The Pakistan confusion

IN Opinion | 07/10/2006
Editorials on the Pakistan-ISI link argued that it was up to India to prove its case and not up to Pakistan to be answerable until then.
 

 

 

You don`t say!

Darius Nakhoonwala

 

In all the years that I have been reading editorials, the one thing that has always left me flummoxed is the attitude of leader writers to Pakistan. Since I have been doing so for 40 years, it clearly has nothing to do with the individual leader writer. The confusion is an institutional thing, borne possibly out of the mistaken impression that the Indian government while being attacked must also be protected.

 

The week of October 2-7 provided yet another example of this.

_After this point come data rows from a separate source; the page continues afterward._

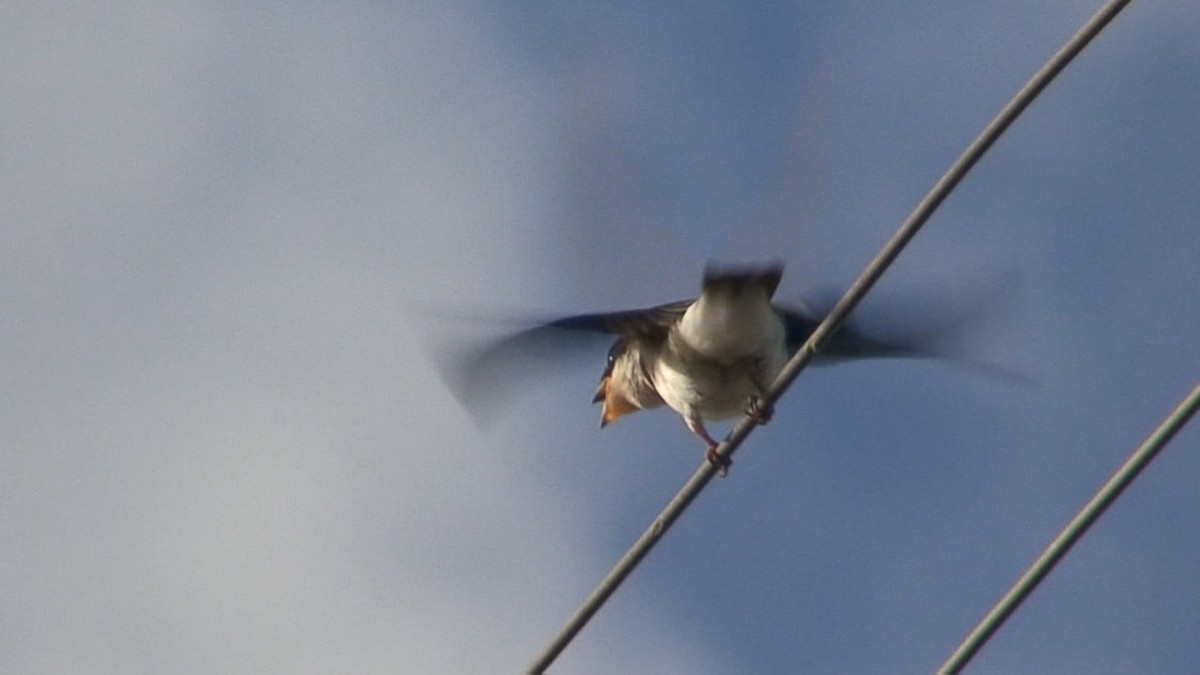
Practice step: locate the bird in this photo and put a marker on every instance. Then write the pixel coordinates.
(707, 358)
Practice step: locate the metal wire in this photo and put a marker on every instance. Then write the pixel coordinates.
(1074, 530)
(853, 296)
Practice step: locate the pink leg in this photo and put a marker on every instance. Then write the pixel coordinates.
(696, 425)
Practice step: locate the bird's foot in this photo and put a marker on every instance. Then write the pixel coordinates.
(721, 463)
(759, 410)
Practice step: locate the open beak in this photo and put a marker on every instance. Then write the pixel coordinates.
(615, 402)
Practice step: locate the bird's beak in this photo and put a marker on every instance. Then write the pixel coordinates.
(615, 401)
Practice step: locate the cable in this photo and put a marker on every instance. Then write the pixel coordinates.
(1074, 530)
(925, 208)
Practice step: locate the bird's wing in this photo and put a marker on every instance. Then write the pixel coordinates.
(486, 374)
(942, 338)
(847, 342)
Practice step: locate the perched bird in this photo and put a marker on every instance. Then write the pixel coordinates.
(708, 358)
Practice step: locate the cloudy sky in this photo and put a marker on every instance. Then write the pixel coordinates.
(233, 236)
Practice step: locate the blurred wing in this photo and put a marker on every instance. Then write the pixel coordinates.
(916, 334)
(487, 374)
(847, 342)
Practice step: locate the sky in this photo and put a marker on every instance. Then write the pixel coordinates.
(233, 238)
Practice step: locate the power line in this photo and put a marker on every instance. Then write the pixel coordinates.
(853, 296)
(1074, 530)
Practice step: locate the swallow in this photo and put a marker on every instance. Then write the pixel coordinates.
(707, 358)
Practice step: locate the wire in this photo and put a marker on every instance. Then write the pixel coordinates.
(1074, 530)
(853, 296)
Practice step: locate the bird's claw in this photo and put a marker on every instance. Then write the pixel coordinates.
(720, 461)
(759, 410)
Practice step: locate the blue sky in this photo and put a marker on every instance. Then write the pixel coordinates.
(233, 236)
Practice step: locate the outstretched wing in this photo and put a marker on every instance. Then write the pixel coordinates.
(942, 338)
(847, 342)
(486, 374)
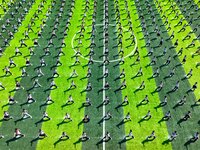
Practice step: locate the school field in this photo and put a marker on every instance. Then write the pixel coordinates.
(173, 21)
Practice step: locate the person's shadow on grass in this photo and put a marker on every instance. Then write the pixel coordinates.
(147, 140)
(13, 140)
(63, 122)
(58, 141)
(124, 140)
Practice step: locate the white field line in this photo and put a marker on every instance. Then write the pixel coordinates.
(100, 61)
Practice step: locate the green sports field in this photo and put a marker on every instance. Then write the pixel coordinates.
(153, 52)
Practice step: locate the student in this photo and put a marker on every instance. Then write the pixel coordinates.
(17, 51)
(167, 116)
(148, 115)
(1, 136)
(67, 117)
(142, 85)
(160, 86)
(45, 116)
(182, 101)
(39, 72)
(107, 116)
(41, 134)
(73, 85)
(7, 71)
(36, 84)
(74, 74)
(18, 134)
(11, 100)
(187, 116)
(151, 136)
(6, 116)
(53, 85)
(145, 100)
(89, 73)
(49, 100)
(42, 62)
(156, 73)
(139, 73)
(130, 135)
(1, 86)
(87, 102)
(107, 137)
(18, 85)
(176, 87)
(28, 63)
(12, 63)
(189, 74)
(197, 102)
(125, 102)
(86, 119)
(24, 73)
(195, 136)
(127, 117)
(164, 102)
(25, 114)
(106, 100)
(84, 137)
(64, 136)
(173, 136)
(89, 87)
(30, 99)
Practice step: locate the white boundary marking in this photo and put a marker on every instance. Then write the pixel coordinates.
(100, 61)
(104, 80)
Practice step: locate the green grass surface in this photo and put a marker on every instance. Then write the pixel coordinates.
(92, 128)
(28, 126)
(190, 13)
(4, 6)
(19, 60)
(183, 129)
(117, 131)
(141, 129)
(14, 21)
(135, 98)
(191, 60)
(60, 97)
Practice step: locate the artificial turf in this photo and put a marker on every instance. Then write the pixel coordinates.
(183, 128)
(92, 128)
(5, 5)
(115, 125)
(14, 21)
(192, 60)
(31, 126)
(141, 128)
(54, 129)
(19, 60)
(138, 111)
(190, 11)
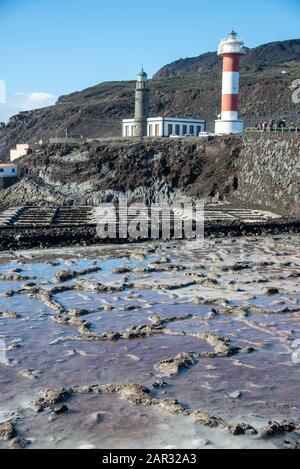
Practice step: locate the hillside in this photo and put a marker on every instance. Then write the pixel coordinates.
(187, 90)
(271, 54)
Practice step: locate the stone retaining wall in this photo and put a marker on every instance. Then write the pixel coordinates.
(269, 172)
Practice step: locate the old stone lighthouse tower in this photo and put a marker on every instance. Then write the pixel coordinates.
(141, 105)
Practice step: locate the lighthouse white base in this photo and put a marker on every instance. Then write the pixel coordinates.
(225, 127)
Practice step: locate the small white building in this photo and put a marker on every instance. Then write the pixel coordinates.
(8, 170)
(166, 127)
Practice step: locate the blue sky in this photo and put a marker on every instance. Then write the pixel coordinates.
(54, 47)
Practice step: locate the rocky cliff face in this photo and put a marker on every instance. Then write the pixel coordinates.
(152, 171)
(191, 88)
(258, 169)
(271, 54)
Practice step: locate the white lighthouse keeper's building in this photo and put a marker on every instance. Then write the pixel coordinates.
(231, 49)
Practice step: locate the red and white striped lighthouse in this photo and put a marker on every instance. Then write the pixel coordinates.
(231, 50)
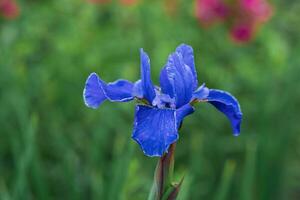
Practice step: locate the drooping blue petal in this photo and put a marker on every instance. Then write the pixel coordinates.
(201, 93)
(120, 90)
(176, 80)
(147, 86)
(96, 91)
(188, 58)
(154, 129)
(93, 94)
(227, 104)
(182, 112)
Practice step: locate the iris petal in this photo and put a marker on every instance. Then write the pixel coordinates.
(137, 90)
(187, 53)
(93, 94)
(228, 105)
(201, 93)
(147, 86)
(96, 91)
(154, 129)
(120, 90)
(182, 112)
(176, 80)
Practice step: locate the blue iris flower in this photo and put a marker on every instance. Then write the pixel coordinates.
(160, 110)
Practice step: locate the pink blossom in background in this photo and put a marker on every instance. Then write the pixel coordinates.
(243, 17)
(241, 33)
(128, 2)
(211, 11)
(9, 9)
(258, 9)
(171, 7)
(98, 1)
(123, 2)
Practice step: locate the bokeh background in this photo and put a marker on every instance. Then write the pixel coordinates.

The issue was the revelation by the Mumbai police that they had found a Pakistani-ISI link in the suburban train blasts of July 11. The chorus was immediate and completely predictable.  

 

The Pioneer, which has a strong pro-BJP proclivity, said " Pakistan, especially the ISI which reports to Gen Pervez Musharraf, continues to indulge in aiding and abetting jihadi attacks on India… and yet Prime Minister Manmohan Singh has chosen to describe Pakistan , the aggressor and exporter of terror, as a "victim of terrorism".  

 

The Hindu wrote two edits. In the first, at the outset, it took more-or-less the same line as the Pioneer. "…the search for India-Pakistan peace faces a stern test. Mumbai Police Commissioner A.N. Roy`s nationally televised assertion that the July 11 terror bombings in Mumbai were carried out "on behalf of the ISI through the Lashkar-e-Taiba" leaves little room for imagination… If Mr. Roy and his investigators are correct, the bombings were virtually an act of war..."  

 

Then something happened in its brain and it also said this. "However, while investigators have been able to show that several of the Lashkar terrorists arrested trained at Lashkar facilities in Pakistan, it is unclear just what evidence is available to support the charge that their operation was state-sponsored... the police publicly identified the Pakistani nationals they say participated in carrying out the bombings" And this immediately after the sentence, "If Mr. Roy and his investigators are correct, the bombings were virtually an act of war." What crap is this?  

 

A couple of days later it responded to the BJP demand that India should put the peace talks on hold. "To use the Mumbai police claims to discredit the India-Pakistan joint mechanism against terrorism is irrational… The evidence New Delhi marshals must be verifiable and solid — and not based solely on custodial interrogations and pseudo-scientific procedures such as narco-analysis and brain-mapping." Really? Then it put `ISI involvement` in quotes. What can one say?

 

 

The Indian Express defended itself asking how does this "square with the recently announced Indo-Pak joint monitoring mechanism on terrorism? This newspaper has argued that the plan deserves to be given a chance. We have also said that for India to make Pakistan act it must improve its own act. The 7/11 probe therefore should be the test case for the joint mechanism."

 

 

The Deccan Herald also said exactly the same thing. " The 7/11 Mumbai blasts will be a true test for the viability of the Indo-Pak joint terror mechanism agreed to by Prime Minister Manmohan Singh and President Pervez Musharraf just a fortnight ago in Havana."

 

 

Since the prime minister said exactly the same thing a couple of days later, I suspect some prior briefing on the line to take. Blame the police but defend the external policy makers.

 

 

I don`t want to bore you with what the rest of the papers said. Suffice it to say they all took the same line, namely, that it was to up India to prove its case in a watertight way and not up to Pakistan to be answerable until then. If only things were that simple.